New Year holiday ends with a rash of suicidesFirst come the holidays.
Then the suicides.
On Sunday, the last day of the five-day Lunar New Year holiday, an 89-year-old surnamed Yang was found dead, having hanged himself in the underground parking lot of his apartment complex in Yongsan District, central Seoul. Police said Yang had suffered from severe depression after his wife passed away.
Later that day, a 40-year-old man was found dead in his home in Eunpyeong District, northwestern Seoul. He is believed to have died from asphyxiation after lighting a charcoal briquette in a sealed room. Authorities investigating the case said he had financial problems and could not afford to pay his rent and utility bills.
Also on Sunday, a 33-year-old man surnamed Kim was found hanging from a tree branch in a park in Gangseo District, western Seoul.
According to police, he left his home at 9 a.m. on Saturday and did not return, telling his family that he had a job, even though he did not.
When the Korea Suicide Prevention Center analyzed the number of suicides over the past five years, officials calculated that the number of people who killed themselves following big holidays like Lunar New Year and Chuseok stood at 43.4 each year - larger than the average daily suicide rate of 40.4.
Analysts say holidays often highlight people’s problems and aggravate conflicts.
“Big holidays amplify our daily lives,” says Shin Gwang-yeong, a sociology professor at Chung-Ang University. “If the bond between family members is strong, holidays make it even stronger. But if the family has problems, they become even larger, and people who don’t have family feel left out even more than on other days.”
Another reason for suicides after the holidays could be a lack of communication among family members, which is highlighted during the holiday celebrations.
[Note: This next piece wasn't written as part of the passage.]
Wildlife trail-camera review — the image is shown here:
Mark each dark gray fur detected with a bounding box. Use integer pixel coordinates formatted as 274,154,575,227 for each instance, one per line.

Other analysts say many people suffering from economic hardship often choose to die rather than to ask for help, probably due to a lack of trust among family.
“Men, who are mostly responsible for supporting their families, are obsessed with the idea that they should pretend they are well-off even when they have difficulties,” said Park So-yeong, a social welfare professor at Semyung University. “They decide to take their own lives because they assume their family members would not sympathize with them if they confide their difficulties.”
An example would be a 35-year-old who is believed to have drugged his wife and three children with sleeping pills and killed them and himself while heading to his parents on Thursday.
Police said the 35-year-old had 150 million won ($135,000) in debt in his wife’s name.
He “seems to have killed his family and himself because his parents would not have understood the problems he had,” Professor Park said.